I bloody love football, but even if you don’t I’m sure you knew that the FIFA World Cup is happening again this year and that a lot of games and highlight shows get shown on TV, and in particular the BBC.
You would have to live in a cave not to know this, but the BBC obviously decided that it was worth spending a nice big chunk of our licence fees to remind us of the tournament’s occurrence and to entice viewers to its programming.
The Beeb’s insight being that every preceding tournament has had its fair share of iconic and memorable moments and everyone has their own particular favourite that immediately takes you back to that time and place. Let’s bring that all to life, our nation’s state broadcaster thought, by the medium of, err…..tapestry.
The Big Idea
Entitled ‘History Will Be Made’, a one minute film was produced providing a timely reminder of football’s greatest tournament and why we love it.
It journeys through World Cup history via the skill of Diego Maradona, the flair of Zinedine Zidane and the emotion of Paul Gascoigne, to a preview of this year’s finals including Cristiano Ronaldo, Lionel Messi and Harry Kane. It was all done by modernising the traditional tapestry technique to create a film in which every single frame has been individually embroidered.
Apparently more than 227,000 metres of thread were used to create over 600 unique frames of tapestry. It is all accompanied by that well known traditional Russian folk song Ochi Chernye, the most rousing lyrics contained in its chorus line of "Znat' uvidel vas ya ne v dobryy chas” which very loosely translates as “lets all go eat that lovely cabbage soup before it gets too cold!”
What They Did
In addition to running the film as an ad, the visual style then became the look and feel for the BBC’s coverage, extending into programming graphics, website design, social media and BBC One’s look. The entire completed tapestry was then put on display to the public from day one of the tournament at the National Football Museum in Manchester.
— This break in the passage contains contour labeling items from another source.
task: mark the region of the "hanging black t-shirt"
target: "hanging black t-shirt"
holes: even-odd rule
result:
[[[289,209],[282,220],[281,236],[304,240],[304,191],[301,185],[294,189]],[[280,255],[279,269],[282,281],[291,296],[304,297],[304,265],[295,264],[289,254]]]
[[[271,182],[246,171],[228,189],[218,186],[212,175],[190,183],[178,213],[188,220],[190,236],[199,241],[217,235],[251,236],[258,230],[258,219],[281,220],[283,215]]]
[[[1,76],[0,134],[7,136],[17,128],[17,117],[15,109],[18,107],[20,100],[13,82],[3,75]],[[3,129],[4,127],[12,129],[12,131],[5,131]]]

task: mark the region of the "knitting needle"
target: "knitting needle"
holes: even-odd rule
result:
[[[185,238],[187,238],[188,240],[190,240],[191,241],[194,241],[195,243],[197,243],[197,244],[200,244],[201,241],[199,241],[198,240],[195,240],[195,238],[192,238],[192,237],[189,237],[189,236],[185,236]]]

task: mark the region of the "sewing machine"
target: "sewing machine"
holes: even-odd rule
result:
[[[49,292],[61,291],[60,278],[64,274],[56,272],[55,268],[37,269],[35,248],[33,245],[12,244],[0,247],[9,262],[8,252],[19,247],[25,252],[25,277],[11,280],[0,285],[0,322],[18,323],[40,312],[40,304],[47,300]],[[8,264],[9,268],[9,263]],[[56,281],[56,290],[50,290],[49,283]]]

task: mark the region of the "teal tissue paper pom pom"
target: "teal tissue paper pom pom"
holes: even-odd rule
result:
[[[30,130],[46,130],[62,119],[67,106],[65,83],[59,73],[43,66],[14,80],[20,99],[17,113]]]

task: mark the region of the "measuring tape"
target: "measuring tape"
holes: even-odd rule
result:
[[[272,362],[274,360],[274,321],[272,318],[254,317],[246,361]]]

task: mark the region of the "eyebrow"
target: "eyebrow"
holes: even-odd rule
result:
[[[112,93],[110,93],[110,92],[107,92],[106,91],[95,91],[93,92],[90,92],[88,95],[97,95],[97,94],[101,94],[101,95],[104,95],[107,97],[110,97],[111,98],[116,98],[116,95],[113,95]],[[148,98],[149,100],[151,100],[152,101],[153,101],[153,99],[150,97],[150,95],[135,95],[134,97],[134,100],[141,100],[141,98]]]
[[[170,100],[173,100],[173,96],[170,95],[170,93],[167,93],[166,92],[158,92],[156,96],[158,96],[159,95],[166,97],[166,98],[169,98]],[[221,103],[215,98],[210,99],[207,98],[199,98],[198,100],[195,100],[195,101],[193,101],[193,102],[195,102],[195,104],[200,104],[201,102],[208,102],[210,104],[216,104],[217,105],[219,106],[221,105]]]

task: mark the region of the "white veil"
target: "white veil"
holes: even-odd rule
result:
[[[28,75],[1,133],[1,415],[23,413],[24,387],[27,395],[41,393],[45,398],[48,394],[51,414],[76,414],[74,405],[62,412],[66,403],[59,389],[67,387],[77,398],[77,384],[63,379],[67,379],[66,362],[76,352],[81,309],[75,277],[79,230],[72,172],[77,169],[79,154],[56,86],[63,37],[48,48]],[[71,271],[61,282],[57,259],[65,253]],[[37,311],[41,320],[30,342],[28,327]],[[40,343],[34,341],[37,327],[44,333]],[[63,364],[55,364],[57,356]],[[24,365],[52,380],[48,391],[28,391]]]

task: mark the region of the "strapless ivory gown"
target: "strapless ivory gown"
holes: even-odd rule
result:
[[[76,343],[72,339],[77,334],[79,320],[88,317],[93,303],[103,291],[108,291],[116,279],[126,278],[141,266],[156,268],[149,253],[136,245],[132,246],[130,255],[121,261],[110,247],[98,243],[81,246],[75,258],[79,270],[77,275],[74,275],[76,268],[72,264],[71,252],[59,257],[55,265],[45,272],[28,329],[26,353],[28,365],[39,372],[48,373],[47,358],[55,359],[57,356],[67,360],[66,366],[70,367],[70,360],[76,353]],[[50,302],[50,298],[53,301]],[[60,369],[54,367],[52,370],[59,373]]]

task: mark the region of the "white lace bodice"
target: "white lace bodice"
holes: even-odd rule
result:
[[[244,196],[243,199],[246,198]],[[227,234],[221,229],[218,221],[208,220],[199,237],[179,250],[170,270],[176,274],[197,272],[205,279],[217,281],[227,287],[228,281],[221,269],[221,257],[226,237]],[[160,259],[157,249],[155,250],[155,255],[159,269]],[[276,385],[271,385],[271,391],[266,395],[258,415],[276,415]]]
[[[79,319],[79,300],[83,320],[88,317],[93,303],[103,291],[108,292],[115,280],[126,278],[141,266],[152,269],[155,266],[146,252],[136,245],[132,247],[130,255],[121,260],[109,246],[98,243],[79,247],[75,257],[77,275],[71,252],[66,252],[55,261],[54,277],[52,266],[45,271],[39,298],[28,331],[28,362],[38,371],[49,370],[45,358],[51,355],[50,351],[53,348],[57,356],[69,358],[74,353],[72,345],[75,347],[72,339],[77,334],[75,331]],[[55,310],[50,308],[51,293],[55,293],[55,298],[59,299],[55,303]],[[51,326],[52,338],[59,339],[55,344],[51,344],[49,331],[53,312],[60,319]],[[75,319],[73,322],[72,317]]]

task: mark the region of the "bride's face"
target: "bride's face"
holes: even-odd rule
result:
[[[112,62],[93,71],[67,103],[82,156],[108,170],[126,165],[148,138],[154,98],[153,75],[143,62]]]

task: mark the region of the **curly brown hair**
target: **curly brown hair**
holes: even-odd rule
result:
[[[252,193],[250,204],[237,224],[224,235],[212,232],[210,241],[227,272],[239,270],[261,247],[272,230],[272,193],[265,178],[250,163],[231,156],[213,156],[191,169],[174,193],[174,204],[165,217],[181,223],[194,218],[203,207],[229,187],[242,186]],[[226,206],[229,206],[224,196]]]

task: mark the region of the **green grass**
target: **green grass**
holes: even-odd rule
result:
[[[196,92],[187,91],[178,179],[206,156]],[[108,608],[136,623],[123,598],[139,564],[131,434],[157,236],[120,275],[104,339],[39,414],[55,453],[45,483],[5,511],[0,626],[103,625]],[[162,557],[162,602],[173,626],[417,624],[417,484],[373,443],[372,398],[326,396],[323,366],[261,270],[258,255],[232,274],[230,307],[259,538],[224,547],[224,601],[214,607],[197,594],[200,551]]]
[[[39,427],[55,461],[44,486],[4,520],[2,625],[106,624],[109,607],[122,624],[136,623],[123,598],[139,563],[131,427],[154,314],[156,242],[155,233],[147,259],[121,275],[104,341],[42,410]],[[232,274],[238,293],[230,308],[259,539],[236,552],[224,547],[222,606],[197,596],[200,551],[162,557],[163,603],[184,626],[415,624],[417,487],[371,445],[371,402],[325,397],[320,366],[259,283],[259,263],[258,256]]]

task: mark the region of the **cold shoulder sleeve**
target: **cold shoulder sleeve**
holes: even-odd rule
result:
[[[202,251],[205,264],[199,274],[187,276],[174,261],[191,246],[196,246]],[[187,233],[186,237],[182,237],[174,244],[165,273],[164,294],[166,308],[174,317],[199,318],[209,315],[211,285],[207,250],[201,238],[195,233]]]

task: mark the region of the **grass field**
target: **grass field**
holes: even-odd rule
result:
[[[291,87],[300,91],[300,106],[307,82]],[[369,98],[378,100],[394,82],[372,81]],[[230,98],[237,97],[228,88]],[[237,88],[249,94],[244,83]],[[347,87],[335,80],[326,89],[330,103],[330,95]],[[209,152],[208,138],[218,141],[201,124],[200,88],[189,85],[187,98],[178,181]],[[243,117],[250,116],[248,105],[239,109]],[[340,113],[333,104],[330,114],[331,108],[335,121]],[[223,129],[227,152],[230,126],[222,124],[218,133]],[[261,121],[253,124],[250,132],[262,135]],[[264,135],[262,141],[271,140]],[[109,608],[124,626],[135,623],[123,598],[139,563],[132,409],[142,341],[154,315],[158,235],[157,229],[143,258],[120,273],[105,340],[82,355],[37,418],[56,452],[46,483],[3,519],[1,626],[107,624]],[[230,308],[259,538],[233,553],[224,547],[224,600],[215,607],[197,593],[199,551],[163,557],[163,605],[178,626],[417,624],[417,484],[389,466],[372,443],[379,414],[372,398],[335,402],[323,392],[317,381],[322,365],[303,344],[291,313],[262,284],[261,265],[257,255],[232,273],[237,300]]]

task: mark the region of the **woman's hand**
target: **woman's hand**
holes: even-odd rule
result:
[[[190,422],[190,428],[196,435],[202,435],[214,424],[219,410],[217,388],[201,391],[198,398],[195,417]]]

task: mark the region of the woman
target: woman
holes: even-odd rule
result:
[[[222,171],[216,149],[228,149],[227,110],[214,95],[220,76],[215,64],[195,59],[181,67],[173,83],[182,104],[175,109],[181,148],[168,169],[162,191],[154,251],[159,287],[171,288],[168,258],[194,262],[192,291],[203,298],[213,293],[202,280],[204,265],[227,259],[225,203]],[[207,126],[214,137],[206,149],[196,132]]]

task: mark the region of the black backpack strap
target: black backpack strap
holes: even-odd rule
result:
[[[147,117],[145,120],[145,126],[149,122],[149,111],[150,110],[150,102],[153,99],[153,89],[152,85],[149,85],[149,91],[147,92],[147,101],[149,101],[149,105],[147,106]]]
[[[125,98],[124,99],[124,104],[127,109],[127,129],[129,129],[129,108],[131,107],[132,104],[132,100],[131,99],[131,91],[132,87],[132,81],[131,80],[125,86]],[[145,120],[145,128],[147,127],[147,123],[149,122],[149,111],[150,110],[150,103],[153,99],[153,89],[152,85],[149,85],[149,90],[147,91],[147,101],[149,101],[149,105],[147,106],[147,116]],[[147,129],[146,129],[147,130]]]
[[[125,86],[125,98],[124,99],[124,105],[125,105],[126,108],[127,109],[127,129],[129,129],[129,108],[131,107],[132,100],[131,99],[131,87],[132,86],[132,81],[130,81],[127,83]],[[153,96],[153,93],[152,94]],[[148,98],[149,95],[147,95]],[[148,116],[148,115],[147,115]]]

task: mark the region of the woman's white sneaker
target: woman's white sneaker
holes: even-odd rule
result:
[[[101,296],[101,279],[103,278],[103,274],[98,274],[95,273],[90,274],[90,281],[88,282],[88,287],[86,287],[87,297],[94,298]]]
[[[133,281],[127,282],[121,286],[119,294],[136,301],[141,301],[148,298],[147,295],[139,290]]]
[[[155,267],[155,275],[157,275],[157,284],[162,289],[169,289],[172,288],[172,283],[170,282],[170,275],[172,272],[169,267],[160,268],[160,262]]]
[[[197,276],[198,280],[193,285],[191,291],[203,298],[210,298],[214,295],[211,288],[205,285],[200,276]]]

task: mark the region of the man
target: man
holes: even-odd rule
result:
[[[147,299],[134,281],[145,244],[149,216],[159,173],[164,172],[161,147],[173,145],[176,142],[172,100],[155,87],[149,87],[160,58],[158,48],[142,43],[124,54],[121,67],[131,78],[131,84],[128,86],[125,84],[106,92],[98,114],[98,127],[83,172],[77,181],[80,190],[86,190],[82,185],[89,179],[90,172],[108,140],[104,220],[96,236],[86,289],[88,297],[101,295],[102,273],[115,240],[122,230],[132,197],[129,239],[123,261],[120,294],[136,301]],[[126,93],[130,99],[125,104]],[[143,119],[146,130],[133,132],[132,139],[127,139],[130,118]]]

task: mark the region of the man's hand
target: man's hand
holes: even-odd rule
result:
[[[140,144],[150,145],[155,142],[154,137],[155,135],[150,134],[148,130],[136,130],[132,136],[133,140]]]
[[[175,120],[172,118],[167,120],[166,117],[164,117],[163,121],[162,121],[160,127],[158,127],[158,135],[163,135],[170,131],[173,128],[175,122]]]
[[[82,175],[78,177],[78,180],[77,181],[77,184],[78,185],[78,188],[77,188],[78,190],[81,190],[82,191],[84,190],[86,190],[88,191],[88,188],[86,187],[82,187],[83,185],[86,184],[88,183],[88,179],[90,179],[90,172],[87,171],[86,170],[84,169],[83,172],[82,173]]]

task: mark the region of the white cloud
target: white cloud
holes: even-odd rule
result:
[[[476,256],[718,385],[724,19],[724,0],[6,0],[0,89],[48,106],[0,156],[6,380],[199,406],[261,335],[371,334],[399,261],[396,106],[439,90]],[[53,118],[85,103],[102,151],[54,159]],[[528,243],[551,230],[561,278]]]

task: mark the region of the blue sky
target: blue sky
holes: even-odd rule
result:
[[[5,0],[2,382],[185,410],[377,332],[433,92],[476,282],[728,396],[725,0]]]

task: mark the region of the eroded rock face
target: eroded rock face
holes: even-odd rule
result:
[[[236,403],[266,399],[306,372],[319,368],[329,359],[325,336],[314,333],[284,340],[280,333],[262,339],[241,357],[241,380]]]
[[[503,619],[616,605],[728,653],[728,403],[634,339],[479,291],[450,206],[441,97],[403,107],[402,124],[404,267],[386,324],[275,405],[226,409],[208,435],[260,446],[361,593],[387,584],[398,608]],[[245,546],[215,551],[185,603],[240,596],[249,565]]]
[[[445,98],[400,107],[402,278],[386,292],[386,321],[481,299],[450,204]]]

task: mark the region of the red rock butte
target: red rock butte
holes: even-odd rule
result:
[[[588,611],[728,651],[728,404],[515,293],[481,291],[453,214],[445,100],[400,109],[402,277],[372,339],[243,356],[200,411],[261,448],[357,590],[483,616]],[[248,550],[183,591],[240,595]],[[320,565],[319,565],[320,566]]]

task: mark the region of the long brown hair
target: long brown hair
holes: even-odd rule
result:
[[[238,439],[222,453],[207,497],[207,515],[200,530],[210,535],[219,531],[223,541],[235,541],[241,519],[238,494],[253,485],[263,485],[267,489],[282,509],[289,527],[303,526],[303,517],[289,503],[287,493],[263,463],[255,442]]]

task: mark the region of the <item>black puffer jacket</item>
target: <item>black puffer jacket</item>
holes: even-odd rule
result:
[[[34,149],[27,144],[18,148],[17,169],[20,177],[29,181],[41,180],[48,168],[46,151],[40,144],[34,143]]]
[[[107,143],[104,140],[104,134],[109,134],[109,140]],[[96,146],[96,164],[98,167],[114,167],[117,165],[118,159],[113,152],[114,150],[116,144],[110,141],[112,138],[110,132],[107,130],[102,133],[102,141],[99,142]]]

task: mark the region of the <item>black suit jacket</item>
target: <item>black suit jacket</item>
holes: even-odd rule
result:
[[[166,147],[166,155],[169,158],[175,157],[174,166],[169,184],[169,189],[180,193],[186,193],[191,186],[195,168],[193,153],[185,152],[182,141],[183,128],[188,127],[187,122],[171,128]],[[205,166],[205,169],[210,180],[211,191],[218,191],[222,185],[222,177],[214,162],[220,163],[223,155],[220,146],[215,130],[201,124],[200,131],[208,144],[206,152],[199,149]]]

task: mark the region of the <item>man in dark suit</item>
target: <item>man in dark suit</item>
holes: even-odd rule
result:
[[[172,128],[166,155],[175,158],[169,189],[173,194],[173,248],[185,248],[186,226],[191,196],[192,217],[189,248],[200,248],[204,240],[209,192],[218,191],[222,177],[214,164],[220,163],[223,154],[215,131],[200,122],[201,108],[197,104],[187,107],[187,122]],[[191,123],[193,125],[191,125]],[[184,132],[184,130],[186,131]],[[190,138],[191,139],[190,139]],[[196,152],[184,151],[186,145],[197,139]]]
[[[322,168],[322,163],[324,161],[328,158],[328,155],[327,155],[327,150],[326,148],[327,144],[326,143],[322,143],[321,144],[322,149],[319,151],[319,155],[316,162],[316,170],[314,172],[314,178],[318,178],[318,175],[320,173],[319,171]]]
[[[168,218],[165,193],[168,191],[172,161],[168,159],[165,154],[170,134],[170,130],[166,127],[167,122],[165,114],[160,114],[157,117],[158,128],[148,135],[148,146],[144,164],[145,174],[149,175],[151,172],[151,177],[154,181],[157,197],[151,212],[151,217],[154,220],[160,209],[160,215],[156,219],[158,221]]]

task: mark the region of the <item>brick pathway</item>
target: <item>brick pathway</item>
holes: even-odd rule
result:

All very nicely integrated so far, but from an earned media perspective, the BBC seemed to focus on trying to get plaudits and good reviews of their work in the trade and creative press, rather than thinking a bit more laterally and more creatively of how they could build on their decent insight.
For me, I think the BBC got a little bit up itself. I really like the creative concept, and although the tapestry was perhaps more Bayern than Bayeux, I thought it was a very clever and different way of communicating football and the tournament.
I think the BBC thought too much like this too and therefore stopped there and didn’t realise the potential in its ‘History Will Be Made’ platform.
The BBC actually did make history a week into the World Cup when Vicki Sparks became the first woman to commentate on a World Cup match, live on a British terrestrial channel. She did this for the Portugal v Morocco match. Where were the BBC then talking about how history is actually being made and linking it back to its creative? What other football broadcasting innovations could the BBC have been working on to build on the platform?
I think the BBC missed a trick. They did all the pretty stuff but failed to put the ball in the back of the net.
The campaign could also have injected a bit more humour. Not so much perhaps that it would have everyone in stitches (ahem, sorry about that), but enough to make us laugh and smile. Football, after all, is entertainment and as intriguing as the creative concept is, it’s not really that much fun. Perhaps it takes itself a little too seriously. The Beeb should also have looked at building on the History Will Be Made platform with some pre-planned stories that could have kept interest going throughout the tournament.
At the end of the day, history wasn’t made by the BBC but at least they had a shot on goal.